一种复杂的情绪涌上来。有松了口气的庆幸——还好指令没失效,还好他没突然“动”起来;有说不出的怪异——一个活生生(?)的人,居然能保持一个姿势站这么久;还有点连他自己都没察觉的失落——他就这么听话?连一点反抗的迹象都没有?
他就这样……站了一整夜?
不会累吗?不会腿酸吗?或者……他根本不需要休息,不会“没电”?
这个荒唐的念头冒出来时,邵斯南的嘴角控制不住地抽了一下。他居然开始用“没电”来形容一个从画里走出来的人,这一夜的经历,简直把他的认知都搅乱了。
他小心翼翼地,用慢得像蜗牛爬的速度,从被子里伸出一只手。手指在枕边摸索着,碰到了冰凉的手机外壳。他把手机抓过来,按亮屏幕——屏幕漆黑一片,只弹出“电量不足”的提示,然后又暗了下去。昨晚紧张得忘了充电,手机早就关机了。

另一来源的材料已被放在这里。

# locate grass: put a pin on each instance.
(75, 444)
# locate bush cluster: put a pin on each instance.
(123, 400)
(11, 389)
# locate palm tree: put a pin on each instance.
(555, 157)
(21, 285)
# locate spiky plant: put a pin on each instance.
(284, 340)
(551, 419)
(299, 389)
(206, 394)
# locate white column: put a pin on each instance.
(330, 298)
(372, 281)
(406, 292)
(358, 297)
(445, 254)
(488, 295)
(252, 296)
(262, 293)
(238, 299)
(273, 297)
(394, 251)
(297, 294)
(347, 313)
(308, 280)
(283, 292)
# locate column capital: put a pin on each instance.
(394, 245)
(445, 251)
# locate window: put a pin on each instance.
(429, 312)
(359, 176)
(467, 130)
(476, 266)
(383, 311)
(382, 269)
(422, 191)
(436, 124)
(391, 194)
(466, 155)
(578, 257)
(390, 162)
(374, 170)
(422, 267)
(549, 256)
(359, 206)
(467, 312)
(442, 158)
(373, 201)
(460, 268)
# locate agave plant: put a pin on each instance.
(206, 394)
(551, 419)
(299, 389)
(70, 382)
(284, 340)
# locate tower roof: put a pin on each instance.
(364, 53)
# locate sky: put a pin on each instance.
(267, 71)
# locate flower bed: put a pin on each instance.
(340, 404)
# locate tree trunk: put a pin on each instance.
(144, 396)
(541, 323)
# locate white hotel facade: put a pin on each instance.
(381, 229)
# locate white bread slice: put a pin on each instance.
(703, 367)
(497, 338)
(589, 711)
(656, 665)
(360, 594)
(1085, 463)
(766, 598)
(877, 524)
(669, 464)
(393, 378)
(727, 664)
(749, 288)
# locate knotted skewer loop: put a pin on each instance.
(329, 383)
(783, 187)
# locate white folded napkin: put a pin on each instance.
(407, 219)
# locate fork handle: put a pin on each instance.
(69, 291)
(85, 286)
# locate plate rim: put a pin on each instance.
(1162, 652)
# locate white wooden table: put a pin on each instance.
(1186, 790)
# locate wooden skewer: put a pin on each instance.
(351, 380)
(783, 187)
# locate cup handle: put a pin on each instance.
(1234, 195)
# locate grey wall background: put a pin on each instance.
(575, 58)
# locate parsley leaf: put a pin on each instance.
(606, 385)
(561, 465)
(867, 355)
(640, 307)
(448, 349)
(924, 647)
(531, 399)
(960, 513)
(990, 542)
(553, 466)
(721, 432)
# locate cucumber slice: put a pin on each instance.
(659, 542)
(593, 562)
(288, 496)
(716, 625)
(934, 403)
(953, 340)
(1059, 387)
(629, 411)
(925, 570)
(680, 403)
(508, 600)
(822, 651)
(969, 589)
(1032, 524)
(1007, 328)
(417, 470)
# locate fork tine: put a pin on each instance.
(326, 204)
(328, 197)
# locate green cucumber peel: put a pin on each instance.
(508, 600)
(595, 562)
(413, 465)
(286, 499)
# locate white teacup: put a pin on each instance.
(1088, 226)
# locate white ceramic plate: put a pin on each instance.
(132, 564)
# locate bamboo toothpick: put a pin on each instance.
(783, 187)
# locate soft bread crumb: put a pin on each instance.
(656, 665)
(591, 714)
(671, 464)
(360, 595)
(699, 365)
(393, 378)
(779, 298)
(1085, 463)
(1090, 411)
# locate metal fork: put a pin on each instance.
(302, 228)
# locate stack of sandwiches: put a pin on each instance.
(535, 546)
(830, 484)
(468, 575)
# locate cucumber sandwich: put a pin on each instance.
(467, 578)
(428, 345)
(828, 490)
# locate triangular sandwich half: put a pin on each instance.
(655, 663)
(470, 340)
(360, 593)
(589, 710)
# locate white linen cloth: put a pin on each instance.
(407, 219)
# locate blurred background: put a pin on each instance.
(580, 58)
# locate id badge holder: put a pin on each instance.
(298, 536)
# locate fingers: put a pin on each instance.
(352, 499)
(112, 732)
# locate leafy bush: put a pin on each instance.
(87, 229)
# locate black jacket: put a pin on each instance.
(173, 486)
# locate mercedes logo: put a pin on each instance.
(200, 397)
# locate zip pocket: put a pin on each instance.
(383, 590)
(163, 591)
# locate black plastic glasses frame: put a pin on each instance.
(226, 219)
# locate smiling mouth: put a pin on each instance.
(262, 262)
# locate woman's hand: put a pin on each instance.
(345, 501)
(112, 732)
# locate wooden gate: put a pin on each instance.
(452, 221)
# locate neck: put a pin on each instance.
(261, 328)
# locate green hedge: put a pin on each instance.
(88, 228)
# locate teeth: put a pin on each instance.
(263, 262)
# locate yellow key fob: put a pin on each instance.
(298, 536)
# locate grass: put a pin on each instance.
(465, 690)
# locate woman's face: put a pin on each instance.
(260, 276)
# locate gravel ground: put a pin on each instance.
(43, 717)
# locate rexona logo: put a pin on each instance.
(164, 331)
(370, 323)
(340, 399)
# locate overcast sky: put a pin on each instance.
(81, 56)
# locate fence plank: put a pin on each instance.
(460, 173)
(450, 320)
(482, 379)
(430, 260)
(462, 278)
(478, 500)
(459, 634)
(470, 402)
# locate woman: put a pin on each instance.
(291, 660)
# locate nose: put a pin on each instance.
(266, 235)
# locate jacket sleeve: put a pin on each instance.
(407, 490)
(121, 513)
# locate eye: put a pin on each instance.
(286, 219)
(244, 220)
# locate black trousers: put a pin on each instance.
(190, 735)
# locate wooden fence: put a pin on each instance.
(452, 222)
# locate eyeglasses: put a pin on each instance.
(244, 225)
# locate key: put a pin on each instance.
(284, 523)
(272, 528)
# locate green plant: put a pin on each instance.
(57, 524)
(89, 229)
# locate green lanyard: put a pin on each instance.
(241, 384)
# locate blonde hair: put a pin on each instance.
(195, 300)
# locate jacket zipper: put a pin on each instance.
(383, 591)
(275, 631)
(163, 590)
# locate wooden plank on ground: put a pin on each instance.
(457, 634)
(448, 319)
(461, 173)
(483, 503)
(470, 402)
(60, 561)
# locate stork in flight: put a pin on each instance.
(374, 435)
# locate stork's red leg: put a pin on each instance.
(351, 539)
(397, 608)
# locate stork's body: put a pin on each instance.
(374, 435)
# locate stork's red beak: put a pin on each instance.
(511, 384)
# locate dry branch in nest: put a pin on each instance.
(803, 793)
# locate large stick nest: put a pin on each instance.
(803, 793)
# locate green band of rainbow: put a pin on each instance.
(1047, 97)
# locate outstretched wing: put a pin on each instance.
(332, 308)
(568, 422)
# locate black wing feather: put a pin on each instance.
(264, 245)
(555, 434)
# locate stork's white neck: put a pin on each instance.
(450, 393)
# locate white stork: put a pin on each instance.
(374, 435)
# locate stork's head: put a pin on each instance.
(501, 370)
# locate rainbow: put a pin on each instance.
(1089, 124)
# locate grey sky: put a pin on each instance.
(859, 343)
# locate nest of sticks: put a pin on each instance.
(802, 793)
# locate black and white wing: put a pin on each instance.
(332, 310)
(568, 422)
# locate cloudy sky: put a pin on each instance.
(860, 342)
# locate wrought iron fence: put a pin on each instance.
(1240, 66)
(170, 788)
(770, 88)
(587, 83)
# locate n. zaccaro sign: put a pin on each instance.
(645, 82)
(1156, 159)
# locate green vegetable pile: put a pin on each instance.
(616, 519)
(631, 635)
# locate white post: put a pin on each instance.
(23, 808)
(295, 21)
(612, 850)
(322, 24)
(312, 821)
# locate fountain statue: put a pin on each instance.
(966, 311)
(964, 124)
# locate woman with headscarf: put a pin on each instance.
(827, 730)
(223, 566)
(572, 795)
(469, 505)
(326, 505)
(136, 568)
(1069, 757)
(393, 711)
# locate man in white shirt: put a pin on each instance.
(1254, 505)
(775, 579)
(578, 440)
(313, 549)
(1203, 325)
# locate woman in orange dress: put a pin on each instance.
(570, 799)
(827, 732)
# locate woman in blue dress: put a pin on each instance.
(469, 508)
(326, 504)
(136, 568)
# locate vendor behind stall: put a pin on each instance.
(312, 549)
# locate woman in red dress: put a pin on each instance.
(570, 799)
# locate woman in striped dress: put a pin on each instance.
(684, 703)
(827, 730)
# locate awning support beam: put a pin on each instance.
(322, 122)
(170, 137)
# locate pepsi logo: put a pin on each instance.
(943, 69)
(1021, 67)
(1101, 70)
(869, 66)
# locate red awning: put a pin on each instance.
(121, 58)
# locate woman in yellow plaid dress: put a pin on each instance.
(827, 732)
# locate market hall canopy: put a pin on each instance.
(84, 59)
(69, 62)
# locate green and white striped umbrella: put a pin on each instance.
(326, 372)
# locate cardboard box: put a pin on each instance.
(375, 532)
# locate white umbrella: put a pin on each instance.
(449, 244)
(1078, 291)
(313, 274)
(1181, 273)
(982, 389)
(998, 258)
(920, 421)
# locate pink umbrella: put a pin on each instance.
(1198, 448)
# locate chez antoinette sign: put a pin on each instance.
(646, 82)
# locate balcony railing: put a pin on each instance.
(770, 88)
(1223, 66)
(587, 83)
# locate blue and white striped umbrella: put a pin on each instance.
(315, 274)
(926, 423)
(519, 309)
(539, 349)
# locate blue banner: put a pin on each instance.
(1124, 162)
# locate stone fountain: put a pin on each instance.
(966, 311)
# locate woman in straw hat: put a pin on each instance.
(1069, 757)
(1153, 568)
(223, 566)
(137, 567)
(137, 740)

邵斯南烦躁地把手机扔回枕边。没有时间参考,他更心慌了——不知道现在是凌晨几点,不知道离天亮还有多久,也不知道这种“对峙”还要持续多久。
他需要光。需要更亮的光,来确认时幽南的状态,来驱散这让人窒息的黑暗。
他像拆弹专家处理炸弹似的,用慢得令人发指的速度,一寸寸掀开被子。冰凉的空气瞬间裹上来,他只穿了件单薄的棉质睡衣,皮肤一下子起了层鸡皮疙瘩,还忍不住打了个寒颤。他赶紧咬紧牙关,把到嘴边的“嘶”声咽了回去,不让自己发出任何声音。
他踮着脚尖,脚后跟先轻轻落地,再慢慢放下前脚掌,每一步都轻得像羽毛落在地上,生怕发出一点响动。他挪到书桌前,手指颤抖着,摸到了台灯底座上的开关。
按下去?
不按?
按下去会不会惊动他?虽然指令是“绝对静止”,但突然亮起的光线,算不算一种“交互”?会不会打破指令的平衡,让他突然“醒”过来?
他的手指悬在开关上方,指尖因为用力而泛白。内心像有两个小人在打架——一个喊着“快按!要看清楚!”,一个叫着“别按!会出事的!”。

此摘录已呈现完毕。